Russia's Kommersant newspaper quoted two diplomatic sources as saying that during their earlier closed-door meeting Lavrov had asked Truss if she recognised Russian sovereignty over Rostov and Voronezh - two regions in the south of the country where Russia has been building up its forces.

Kommersant said Truss replied that Britain would never recognise them as Russian, and had to be corrected by her ambassador.

In a later interview with another Russian paper, RBC, Truss said she had mistakenly thought Lavrov was referring to areas of Ukraine.

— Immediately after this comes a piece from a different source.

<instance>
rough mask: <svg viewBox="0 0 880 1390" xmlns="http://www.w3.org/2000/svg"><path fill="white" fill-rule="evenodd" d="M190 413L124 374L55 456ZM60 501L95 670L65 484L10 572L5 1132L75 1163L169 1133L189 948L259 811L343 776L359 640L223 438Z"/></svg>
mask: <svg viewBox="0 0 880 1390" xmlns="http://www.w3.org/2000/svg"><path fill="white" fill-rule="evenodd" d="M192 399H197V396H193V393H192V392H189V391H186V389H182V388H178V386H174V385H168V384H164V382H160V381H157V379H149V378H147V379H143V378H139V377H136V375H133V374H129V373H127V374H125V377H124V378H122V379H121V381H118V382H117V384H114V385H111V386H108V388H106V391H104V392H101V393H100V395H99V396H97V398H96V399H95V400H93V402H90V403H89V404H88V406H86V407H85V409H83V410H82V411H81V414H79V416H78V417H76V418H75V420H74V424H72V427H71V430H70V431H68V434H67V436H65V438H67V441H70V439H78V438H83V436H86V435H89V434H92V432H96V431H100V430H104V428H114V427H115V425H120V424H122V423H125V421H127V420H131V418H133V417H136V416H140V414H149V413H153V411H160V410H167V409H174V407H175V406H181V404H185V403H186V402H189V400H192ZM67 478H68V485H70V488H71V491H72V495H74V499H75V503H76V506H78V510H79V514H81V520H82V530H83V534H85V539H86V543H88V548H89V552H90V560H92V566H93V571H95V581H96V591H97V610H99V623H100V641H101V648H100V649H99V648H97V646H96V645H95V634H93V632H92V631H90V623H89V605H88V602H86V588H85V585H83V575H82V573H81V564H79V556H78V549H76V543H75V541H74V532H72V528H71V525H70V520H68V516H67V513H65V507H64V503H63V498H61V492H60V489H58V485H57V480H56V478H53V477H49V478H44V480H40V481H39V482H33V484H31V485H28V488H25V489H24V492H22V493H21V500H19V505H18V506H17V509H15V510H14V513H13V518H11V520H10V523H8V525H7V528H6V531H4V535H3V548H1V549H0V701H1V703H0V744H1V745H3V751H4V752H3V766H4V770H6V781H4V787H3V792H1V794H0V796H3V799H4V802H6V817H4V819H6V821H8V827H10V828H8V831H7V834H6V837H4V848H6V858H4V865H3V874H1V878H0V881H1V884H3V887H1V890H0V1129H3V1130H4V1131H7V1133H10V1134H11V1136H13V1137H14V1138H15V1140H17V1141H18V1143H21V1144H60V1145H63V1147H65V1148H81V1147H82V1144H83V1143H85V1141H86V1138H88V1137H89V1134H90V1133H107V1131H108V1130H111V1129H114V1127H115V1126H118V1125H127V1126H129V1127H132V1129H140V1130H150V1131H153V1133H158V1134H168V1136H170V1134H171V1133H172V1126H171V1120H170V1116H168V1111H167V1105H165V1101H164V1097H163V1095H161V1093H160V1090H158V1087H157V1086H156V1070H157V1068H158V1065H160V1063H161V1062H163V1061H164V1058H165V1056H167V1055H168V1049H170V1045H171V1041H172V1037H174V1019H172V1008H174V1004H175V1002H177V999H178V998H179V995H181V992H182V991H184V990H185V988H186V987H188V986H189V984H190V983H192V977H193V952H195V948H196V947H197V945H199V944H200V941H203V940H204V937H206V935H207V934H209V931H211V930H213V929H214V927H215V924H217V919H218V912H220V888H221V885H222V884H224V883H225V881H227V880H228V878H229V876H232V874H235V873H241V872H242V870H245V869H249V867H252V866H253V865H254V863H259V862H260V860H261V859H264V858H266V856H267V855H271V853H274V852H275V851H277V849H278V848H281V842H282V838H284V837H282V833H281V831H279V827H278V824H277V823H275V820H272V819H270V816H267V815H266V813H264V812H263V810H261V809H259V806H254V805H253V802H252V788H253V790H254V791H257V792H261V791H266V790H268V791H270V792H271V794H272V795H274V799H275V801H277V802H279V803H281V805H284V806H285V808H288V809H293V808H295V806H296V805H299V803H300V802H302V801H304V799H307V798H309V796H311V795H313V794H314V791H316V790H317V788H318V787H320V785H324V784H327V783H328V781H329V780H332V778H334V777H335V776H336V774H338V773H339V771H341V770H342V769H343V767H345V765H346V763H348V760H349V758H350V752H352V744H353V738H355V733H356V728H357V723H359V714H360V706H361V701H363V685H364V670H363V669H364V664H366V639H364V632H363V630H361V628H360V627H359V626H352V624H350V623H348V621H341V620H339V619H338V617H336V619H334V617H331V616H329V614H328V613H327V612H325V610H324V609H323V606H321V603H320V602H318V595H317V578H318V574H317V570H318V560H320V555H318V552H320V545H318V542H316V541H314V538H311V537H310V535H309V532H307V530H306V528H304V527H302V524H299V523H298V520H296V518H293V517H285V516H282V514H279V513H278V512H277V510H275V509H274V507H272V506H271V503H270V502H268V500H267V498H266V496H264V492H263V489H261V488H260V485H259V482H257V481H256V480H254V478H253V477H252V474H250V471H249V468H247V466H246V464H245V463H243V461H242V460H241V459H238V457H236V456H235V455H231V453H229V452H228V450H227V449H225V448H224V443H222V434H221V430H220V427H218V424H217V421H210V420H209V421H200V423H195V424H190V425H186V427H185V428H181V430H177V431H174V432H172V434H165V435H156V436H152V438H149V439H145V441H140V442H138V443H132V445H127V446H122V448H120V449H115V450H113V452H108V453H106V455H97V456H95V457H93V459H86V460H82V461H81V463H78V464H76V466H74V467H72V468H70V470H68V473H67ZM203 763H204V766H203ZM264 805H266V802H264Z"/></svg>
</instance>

Russia has presented the West with a series of demands to guarantee its security, complaining it feels threatened by repeated waves of NATO enlargement and the refusal of the alliance to rule out membership for its neighbour Ukraine, a fellow former Soviet republic.

"No one is undermining Russia's security - that is simply not true," Truss said, adding that it was "perfectly proper" for Ukraine to defend itself and seek alliances.

Russia and Britain have had dire relations for years, hitting low points with the fatal 2006 poisoning of former Russian security officer Alexander Litvinenko in London and the attempted killing of former Russian double agent Sergei Skripal and his daughter with a nerve agent in the English city of Salisbury in 2018.

Lavrov said London had never presented any facts to support its accusations of Russian involvement in both cases, or in the attempted poisoning of Kremlin critic Alexei Navalny in 2020.

He said Truss had not varied her tone throughout their two-hour meeting, and had ignored his explanations while repeating statements and demands that Britain had made before.